O show de fogos de artifício e drones começava às sete e meia. A praça na orla já estava lotada de gente.
O grupo, obviamente, não foi para o meio da multidão, especialmente com Florença grávida.
Eles foram diretamente para a Torre Central.
O último andar era o local perfeito para apreciar a vista.
O grupo pegou o elevador até o topo.
O último andar abrigava um restaurante sofisticado. Os lugares eram reservados com antecedência e o número de pessoas era limitado, então o ambiente era tranquilo e com pouca gente.
Embora o show ainda não tivesse começado, a vista panorâmica da cidade iluminada já era um espetáculo visual.

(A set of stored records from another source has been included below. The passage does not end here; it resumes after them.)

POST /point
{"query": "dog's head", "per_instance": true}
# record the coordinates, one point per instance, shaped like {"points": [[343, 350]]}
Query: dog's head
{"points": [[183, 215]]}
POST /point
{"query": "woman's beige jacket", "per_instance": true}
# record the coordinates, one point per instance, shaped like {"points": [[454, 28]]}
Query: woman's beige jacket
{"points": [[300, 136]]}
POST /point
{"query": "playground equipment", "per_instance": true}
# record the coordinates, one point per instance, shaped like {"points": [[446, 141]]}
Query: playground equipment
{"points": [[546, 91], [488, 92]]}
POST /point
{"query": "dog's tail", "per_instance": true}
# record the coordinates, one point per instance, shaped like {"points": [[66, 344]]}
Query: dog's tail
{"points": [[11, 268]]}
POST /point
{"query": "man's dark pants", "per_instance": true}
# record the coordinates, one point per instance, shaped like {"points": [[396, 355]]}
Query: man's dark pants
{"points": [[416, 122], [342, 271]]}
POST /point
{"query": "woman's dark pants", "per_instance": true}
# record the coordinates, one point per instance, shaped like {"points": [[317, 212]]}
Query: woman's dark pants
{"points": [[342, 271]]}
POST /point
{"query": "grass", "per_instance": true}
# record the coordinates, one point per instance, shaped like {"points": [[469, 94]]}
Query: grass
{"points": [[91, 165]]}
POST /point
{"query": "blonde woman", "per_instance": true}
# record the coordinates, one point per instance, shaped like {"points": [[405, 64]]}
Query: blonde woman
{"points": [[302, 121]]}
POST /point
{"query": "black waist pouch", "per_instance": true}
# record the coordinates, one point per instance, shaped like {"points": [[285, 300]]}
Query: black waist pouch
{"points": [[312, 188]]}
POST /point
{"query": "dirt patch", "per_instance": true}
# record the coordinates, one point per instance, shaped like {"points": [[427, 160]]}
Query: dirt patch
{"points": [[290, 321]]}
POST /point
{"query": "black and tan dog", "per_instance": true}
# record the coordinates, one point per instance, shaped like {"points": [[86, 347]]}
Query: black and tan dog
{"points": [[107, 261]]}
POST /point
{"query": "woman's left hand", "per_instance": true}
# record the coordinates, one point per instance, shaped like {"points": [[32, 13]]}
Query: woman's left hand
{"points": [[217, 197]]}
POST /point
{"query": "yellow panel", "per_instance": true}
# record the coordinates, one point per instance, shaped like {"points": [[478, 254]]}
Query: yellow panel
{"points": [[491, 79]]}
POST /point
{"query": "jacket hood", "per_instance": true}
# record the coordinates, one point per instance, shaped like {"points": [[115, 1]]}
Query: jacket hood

Florença e Luciele tiravam fotos com seus celulares. Elas fizeram selfies juntas e também fotografaram os homens do grupo que não gostavam de posar, com exceção de Vítor.
— Venham, olhem todos para cá e façam o sinal de paz e amor.
Vítor segurava o celular, e todos olharam para a câmera. Florença e Luciele fizeram um coração com as mãos.
Nesse momento.
Algumas figuras familiares surgiram em seu campo de visão.
Ao levantarem o olhar.
Viram Carnelo, Ricardo, Eduardo, Yasmin e Ivana. Yasmin andava na frente, de braços dados com Carnelo. Pareciam um casal perfeito, belo e talentoso.
Os dois grupos se entreolharam.
A atmosfera congelou por um instante.
Florença olhou para Carnelo, e seus olhares se cruzaram brevemente. Era a primeira vez que se viam desde que ela fora hospitalizada por causa dele.
Mas foi apenas um olhar de indiferença.
Ambos os grupos rapidamente desviaram o olhar, como se não se conhecessem.
Luciele revirou os olhos e não pôde deixar de resmungar:
— Como é que a gente encontra coisa ruim em todo lugar?
Felizmente, ela falou baixo, e o grupo de Carnelo, que estava um pouco distante, não ouviu.
Vítor sorriu e disse:
— Quer ir a um templo para se benzer?
Luciele respondeu:
— Não é uma má ideia.
O humor, que havia se acalmado nos últimos tempos, ficou abalado ao encontrá-lo. Florença tentava se controlar para não estragar o clima para todos.
— Florença, descanse bem quando chegar em casa. Marcamos algo quando tivermos tempo. — Disse Luciele.
Florença respondeu:
— Certo.
Leonardo se despediu do grupo.
— Dirija com cuidado.
— Eu sei.
Leonardo sentou-se ao volante e partiu.
Vítor arrastou Rodrigo e Luciele para beber e convidou Darlan para se juntar a eles.
Darlan não pertencia ao mesmo círculo que eles e não os conhecia antes, mas hoje se deram bem, trocaram contatos e iniciaram uma amizade.
Darlan recusou educadamente, sorrindo:
— Fica para a próxima. Daí eu pago a conta.
— Combinado, então.
Cada um entrou em seu carro e foi embora.